En tant que femme, elle a eu à faire face à un autre défi, celui d’être prise au sérieux pour la valeur ajoutée des services proposée par sa PME aux entreprises. « J’ai été appelée pour des rendez-vous commerciaux par des chefs d'entreprises. J’y suis allée pleine d’espoir, mais mes interlocuteurs cherchaient des rendez-vous galants. C’est arrivé à Maurice et surtout dans l'est de l’Afrique », ajoute Jessyca Joyekurun. Suite à ces mauvaises expériences, elle a s’est forgé une carapace pour déceler subtilement l’intention réelle de ses interlocuteurs avant d’accepter un rendez-vous commercial.
Success Story
Après avoir desservi près de 100 PME à Maurice, en Tanzanie et à Madagascar, Jessyca Joyekurun affirme que les piliers de son succès démurent l’éthique, le réseau, le sens de responsabilité, l’écoute, la discipline et le travail assidu, car être entrepreneure implique des sacrifices. « Mes amis pensent que j’ai une belle vie et que je jouis d’une grande liberté, mais tel n’est pas le cas.

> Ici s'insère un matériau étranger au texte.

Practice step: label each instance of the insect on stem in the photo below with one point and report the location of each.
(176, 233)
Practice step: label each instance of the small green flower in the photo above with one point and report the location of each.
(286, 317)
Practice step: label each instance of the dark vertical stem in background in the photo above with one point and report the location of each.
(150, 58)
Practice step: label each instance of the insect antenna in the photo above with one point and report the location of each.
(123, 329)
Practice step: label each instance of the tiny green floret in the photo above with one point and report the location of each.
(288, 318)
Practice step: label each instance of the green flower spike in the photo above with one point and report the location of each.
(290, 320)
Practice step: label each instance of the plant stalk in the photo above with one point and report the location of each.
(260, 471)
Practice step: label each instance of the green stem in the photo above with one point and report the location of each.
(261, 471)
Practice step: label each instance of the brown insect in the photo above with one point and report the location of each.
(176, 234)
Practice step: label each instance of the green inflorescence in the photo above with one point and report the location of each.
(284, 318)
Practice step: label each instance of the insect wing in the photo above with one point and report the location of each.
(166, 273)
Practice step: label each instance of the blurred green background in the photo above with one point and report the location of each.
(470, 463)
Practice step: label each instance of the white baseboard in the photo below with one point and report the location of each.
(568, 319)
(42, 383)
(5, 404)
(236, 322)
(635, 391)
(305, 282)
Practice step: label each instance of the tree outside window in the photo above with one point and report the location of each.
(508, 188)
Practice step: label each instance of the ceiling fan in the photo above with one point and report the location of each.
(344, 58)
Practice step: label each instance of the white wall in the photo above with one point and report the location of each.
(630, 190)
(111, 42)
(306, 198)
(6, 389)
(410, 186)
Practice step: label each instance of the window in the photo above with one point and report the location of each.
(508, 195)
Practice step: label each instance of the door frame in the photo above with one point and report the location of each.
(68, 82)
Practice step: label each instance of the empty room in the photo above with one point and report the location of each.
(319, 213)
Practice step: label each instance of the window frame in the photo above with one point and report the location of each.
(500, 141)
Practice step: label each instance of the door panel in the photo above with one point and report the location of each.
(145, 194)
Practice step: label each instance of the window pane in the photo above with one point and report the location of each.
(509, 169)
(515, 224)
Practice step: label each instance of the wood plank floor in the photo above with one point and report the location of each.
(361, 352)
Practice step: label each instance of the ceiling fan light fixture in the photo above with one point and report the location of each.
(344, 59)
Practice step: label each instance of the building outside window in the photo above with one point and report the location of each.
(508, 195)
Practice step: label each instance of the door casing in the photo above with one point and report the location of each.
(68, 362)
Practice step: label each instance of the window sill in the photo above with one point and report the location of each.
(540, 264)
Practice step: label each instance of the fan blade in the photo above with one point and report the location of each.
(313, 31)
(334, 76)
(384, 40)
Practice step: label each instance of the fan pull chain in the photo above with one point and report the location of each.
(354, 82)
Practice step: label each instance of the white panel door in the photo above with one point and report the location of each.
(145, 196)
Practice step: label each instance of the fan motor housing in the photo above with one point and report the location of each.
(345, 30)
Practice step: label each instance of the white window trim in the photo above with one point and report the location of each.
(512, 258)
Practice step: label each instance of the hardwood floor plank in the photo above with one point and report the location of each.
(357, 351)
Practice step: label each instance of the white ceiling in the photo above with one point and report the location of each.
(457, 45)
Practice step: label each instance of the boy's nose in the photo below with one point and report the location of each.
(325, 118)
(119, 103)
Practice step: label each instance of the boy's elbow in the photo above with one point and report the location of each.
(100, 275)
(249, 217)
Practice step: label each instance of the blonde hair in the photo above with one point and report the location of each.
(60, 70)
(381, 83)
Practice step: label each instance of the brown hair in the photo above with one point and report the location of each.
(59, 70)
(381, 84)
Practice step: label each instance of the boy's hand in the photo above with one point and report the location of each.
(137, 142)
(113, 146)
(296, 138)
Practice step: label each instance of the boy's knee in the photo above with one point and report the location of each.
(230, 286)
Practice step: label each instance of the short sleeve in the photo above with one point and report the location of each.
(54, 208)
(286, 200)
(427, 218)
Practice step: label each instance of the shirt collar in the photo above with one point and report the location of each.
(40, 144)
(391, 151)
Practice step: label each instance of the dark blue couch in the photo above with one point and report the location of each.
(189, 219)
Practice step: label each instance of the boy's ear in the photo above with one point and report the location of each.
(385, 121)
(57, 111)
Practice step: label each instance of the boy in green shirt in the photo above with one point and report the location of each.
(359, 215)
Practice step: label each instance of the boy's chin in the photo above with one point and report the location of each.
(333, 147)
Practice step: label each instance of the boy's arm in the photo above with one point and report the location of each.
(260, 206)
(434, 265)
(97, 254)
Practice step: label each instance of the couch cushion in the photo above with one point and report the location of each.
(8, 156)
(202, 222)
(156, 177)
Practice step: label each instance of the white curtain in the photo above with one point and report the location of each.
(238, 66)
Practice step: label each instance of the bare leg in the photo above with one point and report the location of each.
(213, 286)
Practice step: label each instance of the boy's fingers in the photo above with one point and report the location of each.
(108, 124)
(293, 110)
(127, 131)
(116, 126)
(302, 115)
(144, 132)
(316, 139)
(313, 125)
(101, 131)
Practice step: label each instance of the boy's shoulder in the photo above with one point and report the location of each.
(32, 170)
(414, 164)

Alors qu’ils ont un salaire garanti à chaque fin de mois, nous, entrepreneurs, si nous perdons un client, nous perdons de l’argent. Quand cela arrive, il nous faut tripler nos efforts pour ce manquement financier. Seule, j’ai réussi grâce à ma détermination », dit-elle.
Les ressources humaines : le challenge ?
À cette question, Jessyca Joyekurun répond par la citation de Maya Angelou : “Each time a woman stands up for herself, without knowing it possibly, without claiming it, she stands up for all women”. Et en tant que spécialiste en RH, elle affirme que dans les entreprises, les femmes peuvent être de véritables alliées. « Je considère que les bagarres entre femmes écorchent davantage leurs images et portent atteinte à leur intégrité, surtout face aux hommes. Pour se faire respecter, une femme ne doit ni élever la voix ni utiliser son corps pour se faire respecter en entreprise. J’estime que l’éducation et la sensibilisation à travers des séminaires et des Workshops de Women in Business restent une carte maitresse en entreprise », indique-t-elle.
# FEMME DU TOURISME
Leckrani Soobagrah de Bonny Air Travel Tours : «Je m’efforce d’être l’exigence, même de l’exemplarité»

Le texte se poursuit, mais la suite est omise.